В Художественном опять “Последние дни” шевелятся. Ольга Сергеевна с победным криком звонит, что перепечатывает в две закладки. Впрочем, вскоре из того же треклятого Комитета звонок, голос совсем ледяной:
— С “Последними днями” не торопитесь, не время. Вы же Художественный театр! И зачем вам Булгаков? У нас множество пьес.
Он сам лично отправляется в вертеп Главреперткома и своим появлением производит настоящую панику, поскольку с авторами в этом чёртовом пекле не принято говорить, точно это враги:
— Мы от авторов пьес не принимаем. Через театр, только так!
Он запрашивает театр, станут ли ставить когда-нибудь “Дон Кихота”. Спустя определённое время звонит Рапопорт:
— Ставить буду я. Рубен болен, но будет играть, уже решено. Начали сооружать изумительные колодки для каблуков.
Старинный знакомый Куза тоже звонит:
— Ставим, ставим! Каблуки получаются фантастические! Дон Кихот будет высок и бледен, как нигде в мире!
И всё же далее фантастических, поистине самых мифических каблуков постановка не движется, именно: как нигде в мире.
И он вновь бессонными ночами в своём кабинете, и вновь прежние мысли о погубленной жизни одолевают его, и вновь его бедное сердце гложет мрачнейшей силы тоска:
“У меня нередко возникает желание поговорить с Вами, — признается он Вересаеву 11 марта 1939 года, — но я как-то стесняюсь это сделать, потому что у меня, как у всякого разгромленного и затравленного литератора, мысль всё время устремляется к одной мрачной теме о моём положении, а это утомительно для окружающих. Убедившись за последние годы в том, что ни одна моя строчка не пойдёт ни в печать, ни на сцену, я стараюсь выработать в себе равнодушное отношение к этому. И, пожалуй, я добился значительных результатов. Одним из последних моих опытов явился “Дон Кихот” по Сервантесу, написанный по заказу вахтанговцев. Сейчас он лежит у них и будет лежать, пока не сгниёт, несмотря на то, что встречен ими шумно и снабжён разрешающею печатью реперткома. В своём плане они его поставили в столь дальний угол, что совершенно ясно — он у них не пойдёт. Он, конечно, и нигде не пойдёт. Меня это нисколько не печалит, так как я уже привык смотреть на всякую свою работу с одной стороны — как велики будут неприятности, которые она мне доставит? И если не предвидится крупных, и за то уже благодарен от души. Теперь я занят совершенно бессмысленной с житейской точки зрения работой — произвожу последнюю правку своего романа. Всё-таки, как ни стараешься удавить самого себя, трудно перестать хвататься за перо. Мучает смутное желание подвести мой литературный итог...”

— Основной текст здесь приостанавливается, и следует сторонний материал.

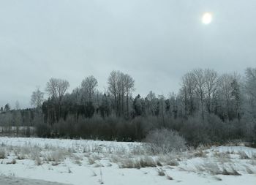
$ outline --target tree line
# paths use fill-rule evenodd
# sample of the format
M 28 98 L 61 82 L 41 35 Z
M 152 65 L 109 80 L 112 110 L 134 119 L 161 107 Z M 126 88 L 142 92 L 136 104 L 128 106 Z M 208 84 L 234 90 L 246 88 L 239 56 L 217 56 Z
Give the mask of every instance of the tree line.
M 11 110 L 7 104 L 0 109 L 1 124 L 33 126 L 39 137 L 141 140 L 163 127 L 178 132 L 191 145 L 256 141 L 255 68 L 244 75 L 196 69 L 181 78 L 177 94 L 167 97 L 153 91 L 133 97 L 135 80 L 120 71 L 110 72 L 105 91 L 97 86 L 91 75 L 67 93 L 67 80 L 50 78 L 47 99 L 37 88 L 33 108 Z

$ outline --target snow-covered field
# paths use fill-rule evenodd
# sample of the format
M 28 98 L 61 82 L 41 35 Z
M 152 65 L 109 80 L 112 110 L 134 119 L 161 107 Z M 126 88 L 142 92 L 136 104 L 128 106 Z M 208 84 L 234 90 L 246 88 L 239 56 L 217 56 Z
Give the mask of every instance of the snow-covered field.
M 156 155 L 140 143 L 0 137 L 0 184 L 17 177 L 74 185 L 255 185 L 256 149 Z

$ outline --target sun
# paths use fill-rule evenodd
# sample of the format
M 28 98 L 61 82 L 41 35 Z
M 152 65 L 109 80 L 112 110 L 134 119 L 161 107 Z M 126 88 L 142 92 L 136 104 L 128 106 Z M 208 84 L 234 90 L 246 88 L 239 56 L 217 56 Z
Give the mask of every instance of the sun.
M 203 15 L 202 17 L 202 23 L 203 24 L 209 24 L 212 20 L 212 15 L 209 12 L 206 12 Z

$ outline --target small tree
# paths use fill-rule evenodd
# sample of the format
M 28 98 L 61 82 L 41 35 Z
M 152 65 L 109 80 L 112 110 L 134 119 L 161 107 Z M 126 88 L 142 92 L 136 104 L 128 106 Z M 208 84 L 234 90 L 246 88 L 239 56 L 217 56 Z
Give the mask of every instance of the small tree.
M 146 142 L 151 146 L 153 152 L 170 153 L 186 149 L 185 140 L 176 131 L 167 129 L 157 129 L 148 132 Z

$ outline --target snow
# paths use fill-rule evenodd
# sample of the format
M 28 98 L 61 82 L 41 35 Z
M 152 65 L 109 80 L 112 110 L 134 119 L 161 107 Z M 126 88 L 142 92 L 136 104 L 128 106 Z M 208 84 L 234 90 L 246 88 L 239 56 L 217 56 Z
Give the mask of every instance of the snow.
M 239 159 L 241 151 L 244 151 L 251 158 L 254 157 L 256 149 L 248 147 L 221 146 L 206 148 L 203 150 L 204 156 L 202 156 L 195 155 L 198 151 L 189 151 L 178 155 L 177 166 L 120 168 L 118 162 L 111 160 L 113 155 L 128 159 L 139 157 L 140 153 L 133 156 L 130 154 L 130 150 L 141 145 L 140 143 L 0 137 L 0 149 L 9 150 L 9 156 L 0 159 L 0 175 L 11 179 L 23 178 L 73 185 L 96 185 L 100 184 L 101 181 L 104 184 L 111 185 L 256 184 L 256 159 Z M 18 159 L 15 151 L 19 147 L 28 147 L 34 151 L 40 148 L 42 164 L 37 165 L 32 159 Z M 70 156 L 67 154 L 58 165 L 53 165 L 52 161 L 44 159 L 44 156 L 47 156 L 56 148 L 72 151 L 72 154 Z M 95 163 L 90 165 L 89 157 L 93 156 L 96 156 L 97 159 Z M 156 159 L 161 156 L 152 157 Z M 77 158 L 78 159 L 75 159 Z M 13 159 L 16 159 L 16 163 L 8 164 Z M 217 171 L 222 167 L 227 170 L 233 169 L 241 175 L 214 175 L 211 173 L 215 170 L 215 167 Z M 163 170 L 165 175 L 159 175 L 159 170 Z M 168 176 L 173 180 L 170 180 Z M 1 178 L 3 178 L 3 176 Z M 33 181 L 31 183 L 23 184 L 34 185 Z M 6 184 L 0 178 L 0 185 Z

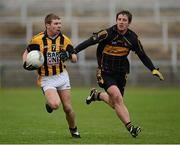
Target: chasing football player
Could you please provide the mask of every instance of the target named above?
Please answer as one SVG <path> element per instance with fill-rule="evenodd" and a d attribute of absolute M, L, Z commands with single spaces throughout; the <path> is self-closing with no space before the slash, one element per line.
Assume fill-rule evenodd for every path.
<path fill-rule="evenodd" d="M 75 51 L 78 53 L 98 43 L 96 53 L 98 63 L 97 80 L 99 86 L 104 88 L 106 92 L 98 92 L 93 88 L 90 96 L 86 98 L 86 103 L 90 104 L 92 101 L 97 100 L 107 103 L 114 109 L 130 134 L 136 137 L 141 128 L 133 125 L 123 101 L 127 74 L 129 73 L 129 61 L 127 58 L 129 52 L 134 51 L 154 76 L 159 77 L 160 80 L 164 80 L 164 78 L 144 52 L 136 33 L 128 28 L 131 21 L 132 14 L 129 11 L 120 11 L 116 15 L 116 25 L 93 33 L 89 39 L 80 43 L 75 48 Z"/>

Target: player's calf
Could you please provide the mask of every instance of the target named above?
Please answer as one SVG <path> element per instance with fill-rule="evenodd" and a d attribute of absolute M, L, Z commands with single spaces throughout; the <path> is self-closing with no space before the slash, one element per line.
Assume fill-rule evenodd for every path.
<path fill-rule="evenodd" d="M 79 133 L 78 130 L 77 130 L 77 127 L 75 127 L 75 128 L 69 128 L 69 131 L 70 131 L 71 136 L 72 136 L 73 138 L 81 138 L 80 133 Z"/>
<path fill-rule="evenodd" d="M 96 100 L 100 101 L 99 94 L 100 93 L 98 93 L 97 89 L 92 88 L 90 95 L 86 98 L 86 104 L 91 104 L 92 101 L 96 101 Z"/>
<path fill-rule="evenodd" d="M 141 128 L 139 126 L 134 127 L 131 122 L 126 124 L 126 128 L 127 130 L 130 132 L 130 134 L 132 135 L 132 137 L 136 137 L 138 136 L 138 134 L 141 132 Z"/>

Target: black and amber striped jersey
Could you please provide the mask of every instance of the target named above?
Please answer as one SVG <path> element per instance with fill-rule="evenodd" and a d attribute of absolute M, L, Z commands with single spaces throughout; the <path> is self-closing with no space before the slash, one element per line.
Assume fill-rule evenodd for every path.
<path fill-rule="evenodd" d="M 118 32 L 117 26 L 114 25 L 93 33 L 93 36 L 79 44 L 75 51 L 78 53 L 96 43 L 99 43 L 96 52 L 98 67 L 103 71 L 129 73 L 127 56 L 130 51 L 134 51 L 150 70 L 155 68 L 150 58 L 145 54 L 138 36 L 130 29 L 122 35 Z"/>
<path fill-rule="evenodd" d="M 72 51 L 73 46 L 70 39 L 64 34 L 49 38 L 46 31 L 35 35 L 30 45 L 37 44 L 39 47 L 27 47 L 27 51 L 39 50 L 44 55 L 44 64 L 37 71 L 40 76 L 52 76 L 60 74 L 66 68 L 64 61 L 60 58 L 61 50 Z"/>

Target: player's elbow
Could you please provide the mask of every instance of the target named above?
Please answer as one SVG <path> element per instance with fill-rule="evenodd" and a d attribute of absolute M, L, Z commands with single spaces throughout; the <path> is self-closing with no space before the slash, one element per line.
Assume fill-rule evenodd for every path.
<path fill-rule="evenodd" d="M 77 62 L 77 55 L 72 54 L 71 62 L 76 63 Z"/>

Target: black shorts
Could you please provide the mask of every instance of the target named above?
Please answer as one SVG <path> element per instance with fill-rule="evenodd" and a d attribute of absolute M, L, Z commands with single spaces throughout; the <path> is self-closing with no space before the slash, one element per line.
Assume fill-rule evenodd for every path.
<path fill-rule="evenodd" d="M 104 84 L 100 85 L 101 88 L 104 88 L 105 91 L 112 86 L 116 85 L 122 96 L 124 95 L 124 89 L 126 86 L 126 80 L 127 80 L 127 73 L 107 73 L 107 72 L 102 72 L 101 73 L 102 78 L 104 80 Z"/>

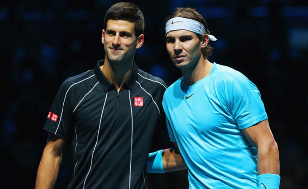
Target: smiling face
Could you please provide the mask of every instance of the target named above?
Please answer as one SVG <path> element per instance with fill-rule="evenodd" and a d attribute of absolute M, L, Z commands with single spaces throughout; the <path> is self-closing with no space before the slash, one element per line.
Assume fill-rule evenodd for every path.
<path fill-rule="evenodd" d="M 106 31 L 103 30 L 102 42 L 109 61 L 132 61 L 136 49 L 143 42 L 143 34 L 136 39 L 134 27 L 134 23 L 128 21 L 108 20 Z"/>
<path fill-rule="evenodd" d="M 183 30 L 168 32 L 166 40 L 171 61 L 181 69 L 196 66 L 202 56 L 201 48 L 205 47 L 208 41 L 206 37 L 201 41 L 194 33 Z"/>

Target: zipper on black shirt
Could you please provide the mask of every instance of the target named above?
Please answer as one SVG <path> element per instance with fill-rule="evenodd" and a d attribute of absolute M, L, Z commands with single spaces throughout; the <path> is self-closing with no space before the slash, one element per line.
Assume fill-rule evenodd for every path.
<path fill-rule="evenodd" d="M 118 94 L 117 95 L 117 100 L 116 100 L 116 115 L 118 115 L 118 107 L 119 106 L 119 92 L 118 92 Z"/>

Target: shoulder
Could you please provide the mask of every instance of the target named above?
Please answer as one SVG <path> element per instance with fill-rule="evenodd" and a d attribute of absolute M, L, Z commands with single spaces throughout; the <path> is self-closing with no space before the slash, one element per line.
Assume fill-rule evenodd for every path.
<path fill-rule="evenodd" d="M 138 69 L 138 80 L 140 82 L 146 83 L 147 85 L 149 85 L 152 87 L 155 86 L 161 88 L 164 91 L 168 87 L 163 80 L 158 77 L 153 76 L 141 69 Z"/>
<path fill-rule="evenodd" d="M 166 90 L 164 94 L 164 99 L 165 100 L 167 98 L 173 96 L 174 91 L 180 90 L 181 78 L 179 79 L 174 83 L 172 84 L 168 89 Z"/>
<path fill-rule="evenodd" d="M 240 72 L 226 66 L 217 65 L 216 77 L 219 81 L 228 85 L 235 85 L 242 90 L 257 88 L 253 83 Z"/>
<path fill-rule="evenodd" d="M 66 79 L 62 84 L 60 89 L 68 91 L 74 85 L 79 83 L 83 85 L 88 84 L 89 83 L 97 81 L 93 69 L 90 70 L 71 77 Z"/>

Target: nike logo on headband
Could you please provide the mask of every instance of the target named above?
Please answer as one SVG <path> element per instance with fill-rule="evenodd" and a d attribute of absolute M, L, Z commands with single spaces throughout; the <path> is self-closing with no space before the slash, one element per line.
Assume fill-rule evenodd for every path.
<path fill-rule="evenodd" d="M 183 22 L 183 21 L 176 21 L 175 22 L 174 22 L 174 21 L 172 21 L 172 22 L 171 22 L 171 24 L 175 24 L 176 22 Z"/>

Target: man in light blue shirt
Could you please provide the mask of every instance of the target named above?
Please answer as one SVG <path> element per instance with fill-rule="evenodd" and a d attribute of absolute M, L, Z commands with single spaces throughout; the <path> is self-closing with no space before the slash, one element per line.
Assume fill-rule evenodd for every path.
<path fill-rule="evenodd" d="M 166 90 L 163 107 L 190 188 L 278 188 L 278 148 L 257 87 L 208 60 L 209 40 L 217 39 L 194 9 L 177 8 L 168 20 L 167 50 L 183 76 Z"/>

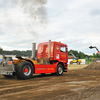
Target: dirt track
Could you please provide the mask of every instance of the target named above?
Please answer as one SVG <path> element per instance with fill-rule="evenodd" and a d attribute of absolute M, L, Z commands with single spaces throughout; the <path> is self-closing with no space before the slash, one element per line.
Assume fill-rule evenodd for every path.
<path fill-rule="evenodd" d="M 100 100 L 100 71 L 69 70 L 28 80 L 0 76 L 0 100 Z"/>

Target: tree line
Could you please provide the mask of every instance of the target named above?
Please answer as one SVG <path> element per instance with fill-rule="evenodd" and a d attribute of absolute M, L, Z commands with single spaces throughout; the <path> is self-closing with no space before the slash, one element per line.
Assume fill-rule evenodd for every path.
<path fill-rule="evenodd" d="M 71 56 L 70 53 L 73 53 L 77 58 L 79 59 L 85 59 L 88 57 L 93 57 L 93 58 L 100 58 L 100 55 L 98 53 L 93 53 L 93 55 L 89 56 L 84 54 L 81 51 L 77 51 L 77 50 L 70 50 L 68 51 L 68 55 Z M 19 51 L 19 50 L 13 50 L 13 51 L 7 51 L 7 50 L 3 50 L 2 48 L 0 48 L 0 55 L 20 55 L 20 56 L 31 56 L 32 55 L 32 50 L 26 50 L 26 51 Z M 37 55 L 37 50 L 36 50 L 36 54 Z"/>

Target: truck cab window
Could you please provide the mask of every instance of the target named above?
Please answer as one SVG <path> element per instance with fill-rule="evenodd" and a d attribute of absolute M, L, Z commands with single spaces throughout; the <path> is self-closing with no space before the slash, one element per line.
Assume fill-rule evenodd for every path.
<path fill-rule="evenodd" d="M 61 46 L 61 47 L 60 47 L 60 51 L 61 51 L 61 52 L 66 52 L 66 47 L 62 47 L 62 46 Z"/>

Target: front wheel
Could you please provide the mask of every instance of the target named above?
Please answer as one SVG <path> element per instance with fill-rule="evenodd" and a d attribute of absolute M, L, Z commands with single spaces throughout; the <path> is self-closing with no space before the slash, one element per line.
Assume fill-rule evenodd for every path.
<path fill-rule="evenodd" d="M 63 74 L 63 66 L 62 66 L 61 64 L 58 64 L 58 65 L 57 65 L 57 72 L 56 72 L 56 74 L 57 74 L 58 76 L 60 76 L 60 75 Z"/>
<path fill-rule="evenodd" d="M 16 66 L 16 75 L 19 79 L 29 79 L 33 74 L 33 66 L 30 62 L 19 62 Z"/>

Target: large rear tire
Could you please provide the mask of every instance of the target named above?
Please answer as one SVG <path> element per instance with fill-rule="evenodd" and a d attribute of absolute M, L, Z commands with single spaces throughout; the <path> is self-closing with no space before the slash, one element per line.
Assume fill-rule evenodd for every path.
<path fill-rule="evenodd" d="M 58 64 L 57 65 L 57 72 L 56 72 L 57 76 L 61 76 L 63 74 L 63 65 L 62 64 Z"/>
<path fill-rule="evenodd" d="M 13 76 L 10 75 L 3 75 L 5 78 L 12 78 Z"/>
<path fill-rule="evenodd" d="M 33 74 L 33 66 L 30 62 L 19 62 L 16 66 L 16 75 L 18 79 L 29 79 Z"/>

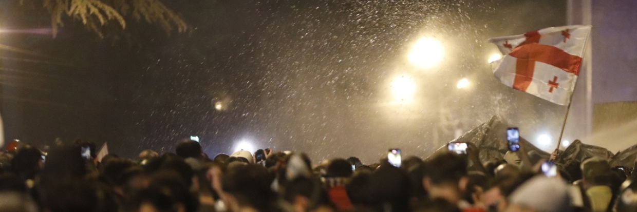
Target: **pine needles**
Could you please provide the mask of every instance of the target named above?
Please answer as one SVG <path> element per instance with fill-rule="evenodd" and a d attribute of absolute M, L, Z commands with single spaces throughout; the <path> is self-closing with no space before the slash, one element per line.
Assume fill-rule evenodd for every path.
<path fill-rule="evenodd" d="M 24 0 L 20 1 L 22 4 Z M 159 0 L 43 0 L 43 5 L 51 13 L 54 36 L 58 28 L 64 26 L 65 15 L 81 20 L 101 38 L 103 27 L 110 22 L 125 29 L 124 17 L 129 15 L 136 20 L 158 24 L 168 33 L 175 29 L 183 32 L 188 28 L 183 20 Z"/>

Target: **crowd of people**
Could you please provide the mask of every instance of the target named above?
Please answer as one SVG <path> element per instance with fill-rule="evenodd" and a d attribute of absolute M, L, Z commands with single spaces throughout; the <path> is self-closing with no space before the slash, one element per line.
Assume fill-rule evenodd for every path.
<path fill-rule="evenodd" d="M 313 163 L 271 149 L 210 159 L 190 140 L 174 153 L 99 162 L 90 141 L 46 157 L 25 145 L 0 153 L 0 212 L 637 211 L 631 167 L 598 157 L 555 164 L 555 153 L 531 162 L 524 145 L 481 161 L 468 145 L 466 153 L 403 157 L 399 166 L 386 157 Z"/>

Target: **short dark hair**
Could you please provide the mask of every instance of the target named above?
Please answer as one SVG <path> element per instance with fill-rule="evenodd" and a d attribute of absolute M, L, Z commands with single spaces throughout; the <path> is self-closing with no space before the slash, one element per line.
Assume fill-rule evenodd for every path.
<path fill-rule="evenodd" d="M 104 164 L 101 174 L 111 185 L 120 186 L 125 183 L 122 180 L 124 171 L 132 167 L 133 163 L 128 159 L 111 159 Z"/>
<path fill-rule="evenodd" d="M 347 178 L 352 176 L 352 164 L 344 159 L 334 159 L 327 166 L 326 176 L 330 178 Z"/>
<path fill-rule="evenodd" d="M 199 142 L 190 139 L 182 140 L 179 142 L 175 151 L 177 156 L 183 159 L 189 157 L 198 159 L 201 157 L 201 145 L 199 145 Z"/>
<path fill-rule="evenodd" d="M 466 159 L 451 152 L 434 155 L 427 161 L 426 166 L 426 175 L 434 185 L 457 183 L 468 174 Z"/>
<path fill-rule="evenodd" d="M 381 166 L 369 178 L 372 208 L 382 211 L 390 206 L 393 211 L 408 211 L 410 183 L 404 170 L 393 166 Z"/>
<path fill-rule="evenodd" d="M 239 166 L 224 174 L 222 188 L 234 196 L 238 204 L 265 211 L 268 211 L 276 196 L 270 188 L 272 180 L 262 166 Z"/>
<path fill-rule="evenodd" d="M 215 159 L 212 159 L 212 161 L 213 162 L 224 162 L 229 157 L 230 157 L 230 155 L 228 155 L 224 154 L 224 153 L 220 153 L 220 154 L 217 155 L 217 156 L 215 156 Z"/>

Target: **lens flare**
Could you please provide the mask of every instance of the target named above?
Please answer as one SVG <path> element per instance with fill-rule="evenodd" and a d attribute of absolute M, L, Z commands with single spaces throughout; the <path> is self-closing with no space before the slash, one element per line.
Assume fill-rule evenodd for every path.
<path fill-rule="evenodd" d="M 402 101 L 411 100 L 416 92 L 416 83 L 410 76 L 400 76 L 392 82 L 394 97 Z"/>
<path fill-rule="evenodd" d="M 445 50 L 440 41 L 432 38 L 423 38 L 413 45 L 407 58 L 418 67 L 429 68 L 442 61 L 444 55 Z"/>
<path fill-rule="evenodd" d="M 252 143 L 248 141 L 241 141 L 237 143 L 234 145 L 234 152 L 237 152 L 241 150 L 246 150 L 250 152 L 254 152 L 254 145 L 252 145 Z"/>
<path fill-rule="evenodd" d="M 458 84 L 455 85 L 459 89 L 462 89 L 469 86 L 469 80 L 467 78 L 462 78 L 458 81 Z"/>

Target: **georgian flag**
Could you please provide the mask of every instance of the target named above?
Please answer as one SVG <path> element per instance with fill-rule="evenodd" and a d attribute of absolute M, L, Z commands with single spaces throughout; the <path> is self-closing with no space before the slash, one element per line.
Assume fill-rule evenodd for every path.
<path fill-rule="evenodd" d="M 493 74 L 515 90 L 568 105 L 590 33 L 590 25 L 569 25 L 491 38 L 505 55 L 491 63 Z"/>

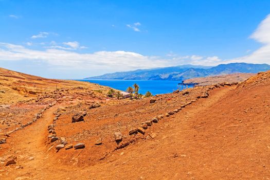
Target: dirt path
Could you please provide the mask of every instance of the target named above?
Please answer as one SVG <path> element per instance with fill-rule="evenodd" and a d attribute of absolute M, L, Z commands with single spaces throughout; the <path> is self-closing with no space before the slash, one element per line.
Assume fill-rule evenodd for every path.
<path fill-rule="evenodd" d="M 218 170 L 219 168 L 213 167 L 218 162 L 211 157 L 212 147 L 209 147 L 211 143 L 207 140 L 211 137 L 200 134 L 200 131 L 204 129 L 204 122 L 200 118 L 202 115 L 209 113 L 209 110 L 214 108 L 235 88 L 212 91 L 208 98 L 200 99 L 152 127 L 151 131 L 157 135 L 155 138 L 148 137 L 148 140 L 140 140 L 117 150 L 100 164 L 87 168 L 62 164 L 57 156 L 50 156 L 47 152 L 48 147 L 45 145 L 47 127 L 52 121 L 53 112 L 57 109 L 54 107 L 45 111 L 37 122 L 17 131 L 9 139 L 12 147 L 10 151 L 15 152 L 18 165 L 23 169 L 8 167 L 2 172 L 2 178 L 178 179 L 200 177 L 199 179 L 211 179 L 208 175 L 212 173 L 213 169 Z M 31 157 L 33 159 L 29 160 Z M 194 158 L 197 159 L 195 164 Z"/>
<path fill-rule="evenodd" d="M 3 175 L 6 176 L 5 178 L 13 179 L 20 174 L 20 178 L 18 179 L 27 179 L 33 174 L 38 175 L 39 171 L 43 173 L 49 158 L 47 148 L 45 146 L 48 136 L 47 127 L 52 123 L 53 112 L 57 109 L 53 107 L 45 111 L 42 117 L 36 122 L 16 131 L 9 138 L 9 152 L 16 155 L 18 161 L 16 166 L 23 168 L 16 169 L 15 173 L 14 169 L 7 168 L 7 172 L 3 172 Z"/>

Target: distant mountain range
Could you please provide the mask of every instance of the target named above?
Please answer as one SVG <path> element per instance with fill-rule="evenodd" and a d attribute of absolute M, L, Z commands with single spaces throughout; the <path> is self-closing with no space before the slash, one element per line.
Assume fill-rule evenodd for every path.
<path fill-rule="evenodd" d="M 92 77 L 85 79 L 121 79 L 147 80 L 177 80 L 235 73 L 257 73 L 270 70 L 266 64 L 235 63 L 217 66 L 184 65 L 174 67 L 117 72 Z"/>

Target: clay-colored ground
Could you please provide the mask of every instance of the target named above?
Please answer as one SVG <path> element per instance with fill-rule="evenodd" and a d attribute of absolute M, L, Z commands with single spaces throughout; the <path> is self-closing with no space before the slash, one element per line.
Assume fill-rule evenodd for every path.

И всё это время, когда подводится этот литературный итог, то есть, подчёркиваю, в это самое время, он всесторонне обдумывает, рискнуть ему или нет. Риск чрезвычайный. Как ни тонко он способен обрабатывать роль, малейшего промаха будет довольно, чтобы погибнуть, причём не в каком-нибудь этаком, фигуральном смысле этого паршивого слова, а в самом прямом, не одной только пьесе его, с чем он смирился давно, а ему самому, с чем невозможно смириться, несмотря даже на то, что, по сути, литературный итог уже подведён. С другой стороны, если не окажется ни малейшего промаха, если удастся решить отчаянный замысел полунамёками, в полутонах, пьеса непременно пойдёт и все пути непременно раскроются перед ним. И до того он истерзан, до того утомлён этой беспрестанной бесплодной борьбой, что наконец решает рискнуть. Он правит роман, подводя свой литературный итог, и в те же самые дни, что имеет смысл ещё раз подчеркнуть, понемногу работает над пьесой о товарище Сталине, точно доказывая, как в самом деле трудно, едва ли даже возможно перестать хвататься за перо при малейшей возможности что-нибудь написать оригинально и сильно, указывая также на то, что рядом с этим последним романом душой невозможно кривить.